Biography:
Jan Opalach was a principal artist of New York City Opera for 30 years, performing the title roles in Le nozze di Figaro and Falstaff, Dulcamara (L’elisir d’amore), Leporello (Don Giovanni), Bartolo (Il barbiere di Siviglia), Wesener (Bernd Alois Zimmerman’s Die Soldaten), and the Forester (The Cunning Little Vixen). He has also appeared with the Metropolitan Opera (Philip Glass’s The Voyage, War and Peace), Opera Theater of St.
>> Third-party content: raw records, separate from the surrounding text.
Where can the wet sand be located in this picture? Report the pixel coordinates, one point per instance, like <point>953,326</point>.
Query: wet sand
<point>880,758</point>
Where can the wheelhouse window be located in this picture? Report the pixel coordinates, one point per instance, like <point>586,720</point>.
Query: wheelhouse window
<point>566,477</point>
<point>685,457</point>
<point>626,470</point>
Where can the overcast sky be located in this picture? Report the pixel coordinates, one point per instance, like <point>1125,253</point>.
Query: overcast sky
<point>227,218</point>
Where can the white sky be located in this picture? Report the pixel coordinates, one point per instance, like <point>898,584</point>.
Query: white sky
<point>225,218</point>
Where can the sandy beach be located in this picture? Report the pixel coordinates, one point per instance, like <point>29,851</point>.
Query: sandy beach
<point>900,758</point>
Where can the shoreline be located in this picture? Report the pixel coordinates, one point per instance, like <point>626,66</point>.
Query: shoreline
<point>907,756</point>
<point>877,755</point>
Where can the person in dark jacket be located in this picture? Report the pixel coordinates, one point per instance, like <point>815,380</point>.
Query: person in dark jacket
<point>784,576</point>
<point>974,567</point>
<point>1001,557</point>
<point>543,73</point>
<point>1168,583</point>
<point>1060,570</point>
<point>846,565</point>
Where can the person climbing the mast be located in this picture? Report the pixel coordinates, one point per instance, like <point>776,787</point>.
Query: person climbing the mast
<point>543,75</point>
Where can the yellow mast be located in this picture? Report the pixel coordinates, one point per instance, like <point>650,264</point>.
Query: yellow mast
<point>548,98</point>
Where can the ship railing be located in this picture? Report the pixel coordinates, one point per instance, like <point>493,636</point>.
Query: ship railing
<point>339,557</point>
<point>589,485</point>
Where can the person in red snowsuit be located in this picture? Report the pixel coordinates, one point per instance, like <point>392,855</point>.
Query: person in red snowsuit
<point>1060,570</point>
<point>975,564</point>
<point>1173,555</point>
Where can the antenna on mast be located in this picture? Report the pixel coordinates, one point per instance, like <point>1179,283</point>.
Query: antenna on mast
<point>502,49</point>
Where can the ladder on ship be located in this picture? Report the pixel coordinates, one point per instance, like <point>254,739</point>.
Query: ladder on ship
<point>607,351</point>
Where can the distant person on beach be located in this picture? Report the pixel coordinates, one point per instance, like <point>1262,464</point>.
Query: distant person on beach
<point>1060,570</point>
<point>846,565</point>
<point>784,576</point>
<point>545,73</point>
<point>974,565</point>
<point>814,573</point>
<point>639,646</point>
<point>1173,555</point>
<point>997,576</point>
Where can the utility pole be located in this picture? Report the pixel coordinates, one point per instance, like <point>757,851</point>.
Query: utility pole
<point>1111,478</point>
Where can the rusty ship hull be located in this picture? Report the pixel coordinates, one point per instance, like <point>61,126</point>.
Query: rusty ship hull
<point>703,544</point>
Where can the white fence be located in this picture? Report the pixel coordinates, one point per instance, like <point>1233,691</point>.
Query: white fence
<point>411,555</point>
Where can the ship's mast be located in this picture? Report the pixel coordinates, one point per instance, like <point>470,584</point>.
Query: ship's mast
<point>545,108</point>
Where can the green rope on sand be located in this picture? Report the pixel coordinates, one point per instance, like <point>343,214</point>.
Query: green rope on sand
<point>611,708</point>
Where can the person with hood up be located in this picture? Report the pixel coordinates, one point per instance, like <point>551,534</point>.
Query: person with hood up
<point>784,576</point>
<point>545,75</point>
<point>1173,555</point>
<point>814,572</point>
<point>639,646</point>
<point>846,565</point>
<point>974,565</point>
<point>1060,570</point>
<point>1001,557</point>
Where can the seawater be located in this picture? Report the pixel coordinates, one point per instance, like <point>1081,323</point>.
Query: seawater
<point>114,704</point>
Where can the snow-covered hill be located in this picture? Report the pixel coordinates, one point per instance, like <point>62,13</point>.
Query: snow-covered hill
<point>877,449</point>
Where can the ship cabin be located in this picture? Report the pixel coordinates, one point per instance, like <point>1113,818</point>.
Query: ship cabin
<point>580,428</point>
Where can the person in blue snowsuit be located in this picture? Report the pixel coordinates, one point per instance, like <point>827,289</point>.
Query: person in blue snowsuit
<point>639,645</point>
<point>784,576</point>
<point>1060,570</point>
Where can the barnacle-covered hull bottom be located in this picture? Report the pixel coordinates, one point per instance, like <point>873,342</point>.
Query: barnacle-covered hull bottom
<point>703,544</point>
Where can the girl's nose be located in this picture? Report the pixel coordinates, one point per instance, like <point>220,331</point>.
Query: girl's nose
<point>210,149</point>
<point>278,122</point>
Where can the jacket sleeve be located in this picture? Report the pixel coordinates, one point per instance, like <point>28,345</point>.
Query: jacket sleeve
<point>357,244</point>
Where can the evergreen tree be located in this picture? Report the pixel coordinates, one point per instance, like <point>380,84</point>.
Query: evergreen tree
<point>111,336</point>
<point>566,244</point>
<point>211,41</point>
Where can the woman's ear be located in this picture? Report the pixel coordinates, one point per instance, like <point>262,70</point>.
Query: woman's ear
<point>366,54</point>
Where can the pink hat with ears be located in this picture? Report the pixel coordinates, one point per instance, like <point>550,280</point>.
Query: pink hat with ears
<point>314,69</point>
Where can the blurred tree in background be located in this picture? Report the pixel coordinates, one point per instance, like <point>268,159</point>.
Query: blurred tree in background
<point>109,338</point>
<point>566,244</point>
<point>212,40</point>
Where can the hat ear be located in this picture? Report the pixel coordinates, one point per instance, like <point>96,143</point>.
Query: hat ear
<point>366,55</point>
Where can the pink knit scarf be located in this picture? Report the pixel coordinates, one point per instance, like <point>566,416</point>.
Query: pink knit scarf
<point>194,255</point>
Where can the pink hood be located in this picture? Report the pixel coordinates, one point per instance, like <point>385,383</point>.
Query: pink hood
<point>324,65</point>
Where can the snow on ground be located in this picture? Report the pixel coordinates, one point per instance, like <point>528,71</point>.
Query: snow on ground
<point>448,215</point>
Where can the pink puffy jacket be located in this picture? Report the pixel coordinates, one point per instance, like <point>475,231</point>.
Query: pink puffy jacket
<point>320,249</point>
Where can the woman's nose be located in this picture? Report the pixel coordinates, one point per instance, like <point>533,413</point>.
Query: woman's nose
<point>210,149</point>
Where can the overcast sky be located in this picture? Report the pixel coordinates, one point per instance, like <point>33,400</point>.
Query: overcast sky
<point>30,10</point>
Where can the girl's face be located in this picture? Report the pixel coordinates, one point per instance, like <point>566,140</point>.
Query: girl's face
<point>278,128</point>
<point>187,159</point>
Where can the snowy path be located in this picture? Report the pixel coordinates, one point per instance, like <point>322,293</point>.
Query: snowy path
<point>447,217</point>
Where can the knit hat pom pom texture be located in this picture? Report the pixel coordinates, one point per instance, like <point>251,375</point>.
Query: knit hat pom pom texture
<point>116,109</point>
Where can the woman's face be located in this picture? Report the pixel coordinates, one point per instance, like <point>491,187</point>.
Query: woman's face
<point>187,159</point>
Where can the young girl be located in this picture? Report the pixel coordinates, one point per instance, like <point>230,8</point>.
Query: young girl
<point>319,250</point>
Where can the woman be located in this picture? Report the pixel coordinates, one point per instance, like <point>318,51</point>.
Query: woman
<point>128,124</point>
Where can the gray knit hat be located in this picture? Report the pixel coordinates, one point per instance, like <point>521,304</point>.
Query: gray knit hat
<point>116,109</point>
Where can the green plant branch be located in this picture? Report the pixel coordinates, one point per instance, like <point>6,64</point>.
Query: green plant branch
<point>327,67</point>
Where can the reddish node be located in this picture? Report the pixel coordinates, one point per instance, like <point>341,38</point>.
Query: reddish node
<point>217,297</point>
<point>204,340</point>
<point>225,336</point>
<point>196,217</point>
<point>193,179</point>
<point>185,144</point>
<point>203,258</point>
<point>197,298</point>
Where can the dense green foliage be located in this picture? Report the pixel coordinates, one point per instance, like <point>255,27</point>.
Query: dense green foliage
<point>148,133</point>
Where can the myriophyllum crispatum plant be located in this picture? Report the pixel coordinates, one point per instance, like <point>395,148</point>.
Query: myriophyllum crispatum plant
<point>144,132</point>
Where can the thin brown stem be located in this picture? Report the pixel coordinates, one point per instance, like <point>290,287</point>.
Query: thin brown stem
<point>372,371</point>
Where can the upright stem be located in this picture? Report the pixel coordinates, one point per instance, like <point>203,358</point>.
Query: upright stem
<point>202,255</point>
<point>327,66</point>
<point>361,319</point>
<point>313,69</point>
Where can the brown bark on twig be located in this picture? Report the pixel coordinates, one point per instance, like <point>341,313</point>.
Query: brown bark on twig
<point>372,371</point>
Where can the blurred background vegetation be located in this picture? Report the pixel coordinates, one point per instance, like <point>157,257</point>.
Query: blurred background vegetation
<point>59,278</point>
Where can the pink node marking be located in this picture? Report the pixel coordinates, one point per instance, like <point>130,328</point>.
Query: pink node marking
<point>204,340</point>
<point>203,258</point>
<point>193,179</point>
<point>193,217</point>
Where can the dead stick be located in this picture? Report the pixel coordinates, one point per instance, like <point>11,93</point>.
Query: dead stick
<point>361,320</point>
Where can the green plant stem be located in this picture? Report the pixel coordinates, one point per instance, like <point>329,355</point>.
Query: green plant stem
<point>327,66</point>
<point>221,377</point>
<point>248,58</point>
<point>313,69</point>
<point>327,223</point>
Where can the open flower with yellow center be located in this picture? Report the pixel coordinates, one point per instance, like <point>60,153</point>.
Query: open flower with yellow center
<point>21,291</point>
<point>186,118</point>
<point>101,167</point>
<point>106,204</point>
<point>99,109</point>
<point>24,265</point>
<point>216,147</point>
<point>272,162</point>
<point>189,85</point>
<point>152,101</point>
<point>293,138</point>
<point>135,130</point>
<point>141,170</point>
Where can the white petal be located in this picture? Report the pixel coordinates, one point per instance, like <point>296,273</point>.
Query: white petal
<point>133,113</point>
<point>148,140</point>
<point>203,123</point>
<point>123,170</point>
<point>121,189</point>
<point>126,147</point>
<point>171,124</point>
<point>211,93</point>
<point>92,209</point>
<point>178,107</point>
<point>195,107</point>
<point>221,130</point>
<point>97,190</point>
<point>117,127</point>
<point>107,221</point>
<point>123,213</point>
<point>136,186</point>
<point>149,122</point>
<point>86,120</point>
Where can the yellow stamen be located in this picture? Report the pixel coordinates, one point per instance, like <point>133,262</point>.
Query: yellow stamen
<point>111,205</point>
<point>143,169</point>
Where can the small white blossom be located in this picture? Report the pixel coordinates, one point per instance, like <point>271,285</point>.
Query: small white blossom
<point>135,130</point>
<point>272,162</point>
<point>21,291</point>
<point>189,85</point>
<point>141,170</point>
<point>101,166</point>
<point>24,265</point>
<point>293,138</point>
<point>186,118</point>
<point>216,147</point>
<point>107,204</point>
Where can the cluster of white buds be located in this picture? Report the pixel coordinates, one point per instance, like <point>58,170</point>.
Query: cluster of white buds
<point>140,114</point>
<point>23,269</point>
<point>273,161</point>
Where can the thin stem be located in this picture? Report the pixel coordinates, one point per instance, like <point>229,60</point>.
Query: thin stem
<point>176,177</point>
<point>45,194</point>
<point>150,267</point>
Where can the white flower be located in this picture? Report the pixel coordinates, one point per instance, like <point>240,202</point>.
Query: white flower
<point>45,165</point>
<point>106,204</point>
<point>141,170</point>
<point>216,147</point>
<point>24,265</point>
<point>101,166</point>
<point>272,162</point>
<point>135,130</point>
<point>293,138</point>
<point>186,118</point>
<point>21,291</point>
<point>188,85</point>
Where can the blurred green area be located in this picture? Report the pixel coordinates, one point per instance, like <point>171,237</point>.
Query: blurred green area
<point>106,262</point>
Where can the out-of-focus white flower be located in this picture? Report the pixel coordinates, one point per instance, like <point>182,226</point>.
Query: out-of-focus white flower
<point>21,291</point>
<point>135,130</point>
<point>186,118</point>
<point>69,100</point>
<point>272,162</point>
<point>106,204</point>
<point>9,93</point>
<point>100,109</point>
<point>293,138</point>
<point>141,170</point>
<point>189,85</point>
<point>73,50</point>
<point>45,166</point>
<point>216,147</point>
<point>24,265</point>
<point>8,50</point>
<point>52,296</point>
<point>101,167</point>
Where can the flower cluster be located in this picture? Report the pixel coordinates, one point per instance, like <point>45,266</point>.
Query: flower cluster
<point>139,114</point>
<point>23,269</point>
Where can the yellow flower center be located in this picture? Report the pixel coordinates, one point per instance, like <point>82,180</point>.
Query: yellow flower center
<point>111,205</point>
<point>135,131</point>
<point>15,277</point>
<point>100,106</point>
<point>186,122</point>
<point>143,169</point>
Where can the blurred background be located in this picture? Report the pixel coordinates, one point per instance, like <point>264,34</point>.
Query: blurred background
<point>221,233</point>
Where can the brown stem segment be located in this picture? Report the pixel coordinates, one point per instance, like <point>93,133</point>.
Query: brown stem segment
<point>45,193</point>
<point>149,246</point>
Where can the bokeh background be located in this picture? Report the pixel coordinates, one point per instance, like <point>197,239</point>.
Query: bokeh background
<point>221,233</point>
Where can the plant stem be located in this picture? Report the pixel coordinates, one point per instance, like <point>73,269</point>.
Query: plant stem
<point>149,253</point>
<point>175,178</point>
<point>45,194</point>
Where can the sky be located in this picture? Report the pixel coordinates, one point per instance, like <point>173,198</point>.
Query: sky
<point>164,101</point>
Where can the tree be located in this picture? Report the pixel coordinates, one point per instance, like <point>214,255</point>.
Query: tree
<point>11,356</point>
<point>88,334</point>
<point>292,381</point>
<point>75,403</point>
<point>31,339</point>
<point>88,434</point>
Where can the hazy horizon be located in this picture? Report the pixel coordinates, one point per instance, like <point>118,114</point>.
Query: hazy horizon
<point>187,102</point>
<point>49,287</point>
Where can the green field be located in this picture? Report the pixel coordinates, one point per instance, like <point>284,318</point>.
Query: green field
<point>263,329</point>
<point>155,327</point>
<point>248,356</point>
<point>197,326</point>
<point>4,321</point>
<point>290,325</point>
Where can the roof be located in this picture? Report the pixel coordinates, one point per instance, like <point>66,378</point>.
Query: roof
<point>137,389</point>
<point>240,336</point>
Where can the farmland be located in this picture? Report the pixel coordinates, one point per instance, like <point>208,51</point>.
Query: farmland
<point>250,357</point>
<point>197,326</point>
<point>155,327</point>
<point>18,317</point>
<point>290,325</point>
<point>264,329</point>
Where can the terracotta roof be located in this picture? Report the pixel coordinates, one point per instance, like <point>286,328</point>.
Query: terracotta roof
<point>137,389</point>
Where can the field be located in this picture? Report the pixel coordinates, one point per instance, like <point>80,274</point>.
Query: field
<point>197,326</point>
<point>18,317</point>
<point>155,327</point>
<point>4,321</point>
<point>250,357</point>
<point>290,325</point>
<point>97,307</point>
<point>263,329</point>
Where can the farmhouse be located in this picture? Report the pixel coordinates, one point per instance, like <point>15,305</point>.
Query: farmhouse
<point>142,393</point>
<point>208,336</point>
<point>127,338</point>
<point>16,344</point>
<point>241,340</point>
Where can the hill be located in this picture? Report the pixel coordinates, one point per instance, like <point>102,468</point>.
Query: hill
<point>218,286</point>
Louis (Nixon in China), Santa Fe Opera (La bohème), Seattle Opera (Cosi fan tutte, Xerxes, Ariadne auf Naxos), Washington Opera (Cendrillon), Canadian Opera Company (Il barbiere di Siviglia, Xerxes), and English National Opera (British premiere of Die Soldaten). He has collaborated with such conductors as Daniel Barenboim, Semyon Bychkov, Charles Dutoit, Christopher Hogwood, Lorin Maazel, Kurt Masur, Sir Simon Rattle, Helmut Rilling, Robert Shaw, Leonard Slatkin and David Zinman, and heard in recitals in Alice Tully Hall, Morgan Library, the Concertgebouw, the Library of Congress, Harvard University and the Eastman School of Music, where he has been a faculty member since 2008. He has also been an adjudicator for the Naumburg, Joy in Singing and Concert Artist Guild competitions.
Jan Opalach has made many recordings, of music from Bach and Haydn to Stravinsky and Elliott Carter. He recently recorded two chamber operas by Paul Salerni: Caruso’s Final Broadcast and The Life and Love of Joe Coogan, a Carl Reiner-authorized adaptation of a Dick van Dyke Show episode.